Exports showed positive momentum, surpassing the $2.8 billion mark in September for the first time in four months, as reported by the Pakistan Bureau of Statistics (PBS). Merchandise exports reached $7.9 billion during the first quarter (July-September), reflecting an increase of $974 million, or 14.1%, compared to the same period last fiscal year. This increase in exports nearly matches the $1.02 billion loan tranche Pakistan received from the International Monetary Fund (IMF) at an interest rate of approximately 5%.

The current fiscal year has seen healthy growth in both exports and remittances from overseas Pakistanis, which are crucial non-debt creating sources of foreign inflows. This provides the government with an additional cushion of about $600 million per month, even as foreign exchange reserves remain tight.

Following the IMF’s recent financial assistance, gross official foreign exchange reserves have risen to around $10.5 billion. However, this amount is still below the minimum required to cover three months’ worth of imports. Imports rose nearly 10%, increasing by $1.2 billion to reach $13.3 billion during the first quarter, according to the national data agency.

The trade deficit widened by 4.2% to $5.4 billion in the first three months of the current fiscal year, an increase of only $224 million, largely attributed to the rise in exports.
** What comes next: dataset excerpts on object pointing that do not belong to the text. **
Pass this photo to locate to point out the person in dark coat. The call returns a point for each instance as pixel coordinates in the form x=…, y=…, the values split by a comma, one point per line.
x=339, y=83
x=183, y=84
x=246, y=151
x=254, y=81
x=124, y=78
The pace of the deficit’s growth was significantly slower than in previous years, thanks to improved export performance and strict controls on imports.

Last fiscal year, rice exports had played a substantial role in boosting Pakistan’s overall exports. However, with India lifting its ban on rice exports, this contribution is now at risk. PBS data indicates that the trade deficit grew by one-fifth in September compared to the same month last year, reaching $1.8 billion. Exports in September totaled $2.8 billion, an increase of $334 million, or 13.5%, while imports jumped to $4.6 billion.

The trade deficit saw a 2% month-on-month increase, rising to $1.8 billion due to slight growth in both exports and imports. Earlier, Pakistan struggled with external debt-creating flows without an IMF support framework. With the approval of a $7 billion three-year program by the IMF, the country is expected to maintain its foreign currency reserves in double digits.

However, the IMF has reiterated the need for currency depreciation. In a recent statement, the IMF executive board emphasized that allowing the exchange rate to act as a shock absorber is crucial for enhancing competitiveness and rebuilding reserves. The relatively low import levels are negatively affecting the revenue targets set by the Federal Board of Revenue (FBR). In the first quarter of FY25, the FBR collected Rs901 billion in taxes related to imports.

Import taxes constituted 35% of the total tax revenue collected during this period, a decrease from 40% a year earlier. Before the economic crisis struck Pakistan two years ago, import tax collection accounted for over half of total tax receipts. Typically, Pakistan’s monthly import bill ranged between $6 billion and $6.5 billion, but the government has since restricted it to below $5 billion due to limited foreign exchange reserves.

While Pakistan’s recent export growth and the return of a surplus in the current account balance are encouraging signs, they come against a backdrop of significant economic hurdles. The dependency on remittances and the continued need for IMF support underscore the fragility of the recovery. Looking ahead, sustainable growth will depend on strategic economic reforms, a stabilization of imports, and efforts to bolster the tax base. By addressing these challenges, Pakistan can work towards a more resilient economy capable of supporting its citizens and maintaining a favorable balance of trade.